Somebody-by-Laurie-Blauner

Description

Somebody by Laurie Blauner
ISBN 978-0930773663

Visit Laurie’s website at www.laurieblauner.com

In Laurie Blauner’s Somebody, an overbearing, ’50s-era party girl marries a succession of men, each one a projection of a life she would like to live rather than any kind of pragmatic assessment of the actual men. Her two daughters, Lizzie and Claire, somehow manage to survive and grow up in their mother’s fragmented house by maintaining an insistent belief that somehow, everything will get put together. Lizzie and Claire think when they finally move out and have control of their lives they’ll be able to assemble cohesive existences. Instead, finally, they reconcile themselves to their fractured lives.

“…strikingly original…” Matt Briggs, Tablet

Somebody won a King County Arts Commission Award for Publication. Laurie Blauner has received a grant from NEA, several Seattle Arts Commission grants and an Artist Trust grant for fiction. She wrote four books of poetry and her work has appeared in The New Republic, The Nation, The Georgia Review and others. Laurie lives in Seattle, WA.

Reviews

“Somebody is special in the way all very good novels are – simple elements in the hands of a very good writer create a complex brew. In this case, those elements involve mother-daughter relationships, mostly absent fathers, deceitful or indifferent lovers. Laurie Blauner, a fine poet with a masterly command of language and imagery, has written a wonderfully poignant novel of growing up, of getting out to seek a life of fulfillment and, possibly, happiness. I was absolutely taken with the language and the amazing images and metaphors.”

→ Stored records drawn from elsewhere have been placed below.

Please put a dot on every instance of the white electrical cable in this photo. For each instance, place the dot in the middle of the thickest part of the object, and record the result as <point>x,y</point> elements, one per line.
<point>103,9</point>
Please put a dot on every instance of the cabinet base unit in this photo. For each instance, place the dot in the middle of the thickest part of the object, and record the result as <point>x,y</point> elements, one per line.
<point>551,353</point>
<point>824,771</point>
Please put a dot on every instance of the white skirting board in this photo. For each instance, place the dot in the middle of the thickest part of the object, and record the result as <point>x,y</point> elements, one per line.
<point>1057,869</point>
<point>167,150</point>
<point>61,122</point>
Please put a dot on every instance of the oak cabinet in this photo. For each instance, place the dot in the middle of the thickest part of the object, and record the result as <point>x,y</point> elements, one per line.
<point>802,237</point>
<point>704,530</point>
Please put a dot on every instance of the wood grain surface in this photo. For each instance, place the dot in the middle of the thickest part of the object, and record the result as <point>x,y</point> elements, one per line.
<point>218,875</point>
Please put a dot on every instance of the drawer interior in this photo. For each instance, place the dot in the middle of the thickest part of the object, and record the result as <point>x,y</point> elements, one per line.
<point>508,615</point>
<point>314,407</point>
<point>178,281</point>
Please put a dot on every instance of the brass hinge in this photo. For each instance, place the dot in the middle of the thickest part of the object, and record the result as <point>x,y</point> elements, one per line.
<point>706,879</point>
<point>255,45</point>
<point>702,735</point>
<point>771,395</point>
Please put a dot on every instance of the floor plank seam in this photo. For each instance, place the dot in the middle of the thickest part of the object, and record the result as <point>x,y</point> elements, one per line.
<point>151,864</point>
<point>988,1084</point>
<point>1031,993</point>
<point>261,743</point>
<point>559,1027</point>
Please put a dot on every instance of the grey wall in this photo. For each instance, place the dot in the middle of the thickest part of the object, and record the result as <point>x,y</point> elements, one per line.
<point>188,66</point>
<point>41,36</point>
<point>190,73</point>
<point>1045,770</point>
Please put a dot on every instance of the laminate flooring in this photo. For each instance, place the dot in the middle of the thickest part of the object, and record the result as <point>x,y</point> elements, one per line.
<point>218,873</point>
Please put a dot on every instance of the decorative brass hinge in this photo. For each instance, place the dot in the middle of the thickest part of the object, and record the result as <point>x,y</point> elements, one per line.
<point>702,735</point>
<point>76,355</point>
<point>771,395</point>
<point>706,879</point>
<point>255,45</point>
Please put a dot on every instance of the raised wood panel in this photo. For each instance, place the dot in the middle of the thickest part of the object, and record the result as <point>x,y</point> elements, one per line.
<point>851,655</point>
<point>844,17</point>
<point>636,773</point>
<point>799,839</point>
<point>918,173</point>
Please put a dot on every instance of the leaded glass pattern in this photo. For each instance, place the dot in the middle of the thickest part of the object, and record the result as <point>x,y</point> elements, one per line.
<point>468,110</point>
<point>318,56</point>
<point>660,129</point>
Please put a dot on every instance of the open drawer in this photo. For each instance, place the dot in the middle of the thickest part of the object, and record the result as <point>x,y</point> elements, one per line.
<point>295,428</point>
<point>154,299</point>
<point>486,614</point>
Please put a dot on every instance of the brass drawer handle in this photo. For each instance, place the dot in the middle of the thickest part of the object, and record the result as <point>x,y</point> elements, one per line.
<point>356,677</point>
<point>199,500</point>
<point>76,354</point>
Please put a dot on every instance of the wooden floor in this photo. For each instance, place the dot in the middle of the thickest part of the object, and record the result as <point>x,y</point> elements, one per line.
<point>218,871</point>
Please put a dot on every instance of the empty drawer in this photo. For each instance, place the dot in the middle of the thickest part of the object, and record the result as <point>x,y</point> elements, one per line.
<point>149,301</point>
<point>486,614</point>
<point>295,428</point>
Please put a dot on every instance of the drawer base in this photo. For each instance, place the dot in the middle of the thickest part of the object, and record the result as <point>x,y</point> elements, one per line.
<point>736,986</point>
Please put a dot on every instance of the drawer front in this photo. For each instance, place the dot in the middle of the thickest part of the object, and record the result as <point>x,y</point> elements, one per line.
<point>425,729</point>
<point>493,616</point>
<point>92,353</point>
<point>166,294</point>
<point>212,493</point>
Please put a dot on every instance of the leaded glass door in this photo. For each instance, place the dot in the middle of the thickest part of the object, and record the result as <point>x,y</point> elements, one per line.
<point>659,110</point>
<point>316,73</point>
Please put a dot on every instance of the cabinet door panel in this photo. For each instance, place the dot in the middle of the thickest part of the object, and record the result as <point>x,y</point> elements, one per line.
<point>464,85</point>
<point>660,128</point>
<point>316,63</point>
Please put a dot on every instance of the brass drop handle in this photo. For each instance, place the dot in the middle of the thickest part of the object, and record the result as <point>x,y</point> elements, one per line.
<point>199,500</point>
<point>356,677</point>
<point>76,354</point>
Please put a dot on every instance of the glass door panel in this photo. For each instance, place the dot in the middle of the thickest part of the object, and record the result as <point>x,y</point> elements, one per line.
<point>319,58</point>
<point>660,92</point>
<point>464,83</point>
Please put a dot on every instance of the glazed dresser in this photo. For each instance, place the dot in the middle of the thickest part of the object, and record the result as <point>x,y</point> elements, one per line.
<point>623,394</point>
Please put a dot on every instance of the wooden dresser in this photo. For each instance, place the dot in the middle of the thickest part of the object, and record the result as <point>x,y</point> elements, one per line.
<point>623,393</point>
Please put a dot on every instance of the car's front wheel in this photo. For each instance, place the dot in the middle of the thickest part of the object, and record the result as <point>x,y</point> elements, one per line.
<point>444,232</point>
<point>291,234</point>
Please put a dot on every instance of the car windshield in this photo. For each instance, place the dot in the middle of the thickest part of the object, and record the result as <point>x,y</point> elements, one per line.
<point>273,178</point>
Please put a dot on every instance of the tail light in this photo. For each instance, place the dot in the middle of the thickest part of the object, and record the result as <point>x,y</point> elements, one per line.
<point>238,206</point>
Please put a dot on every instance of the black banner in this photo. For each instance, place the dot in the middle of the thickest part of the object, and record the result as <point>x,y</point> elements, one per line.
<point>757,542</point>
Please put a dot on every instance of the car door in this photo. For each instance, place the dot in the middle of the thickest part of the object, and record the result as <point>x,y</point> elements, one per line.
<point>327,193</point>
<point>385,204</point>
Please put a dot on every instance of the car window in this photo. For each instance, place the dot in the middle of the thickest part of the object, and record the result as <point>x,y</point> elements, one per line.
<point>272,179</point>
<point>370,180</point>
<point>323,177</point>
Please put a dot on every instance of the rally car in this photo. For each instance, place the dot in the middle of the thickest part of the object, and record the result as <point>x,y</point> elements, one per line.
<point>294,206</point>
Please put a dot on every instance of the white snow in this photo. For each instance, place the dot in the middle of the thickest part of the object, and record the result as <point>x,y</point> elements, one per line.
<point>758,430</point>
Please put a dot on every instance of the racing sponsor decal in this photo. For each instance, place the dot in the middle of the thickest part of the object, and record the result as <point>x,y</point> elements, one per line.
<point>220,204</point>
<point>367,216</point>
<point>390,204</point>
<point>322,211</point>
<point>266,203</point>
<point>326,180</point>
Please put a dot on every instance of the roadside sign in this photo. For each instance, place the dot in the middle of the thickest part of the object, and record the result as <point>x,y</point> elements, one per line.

—James Welch, author of The Heartsong of Charging Elk and Fool’s Crow

“Laurie Blauner’s novel, Somebody, is a poet’s novel in every way you could hope for. Her words do more than merely move forward this story of an American girl’s growing up. They layer and dart and resonate the way images do in dreams. The wounded father, the abandoned wife, the daughter is every, in some sad, utterly human way, somebody who wishes she could be somebody
else.”

—Rebecca Brown, author of The Dogs: A Modern Bestiary and The Gifts of the Body

“It is obvious from the opening lines of Laurie Blauner’s first novel that she is first and foremost a very talented poet. Blauner creates images rich with feeling and color, transforming the seemingly insignificant into the extraordinary.”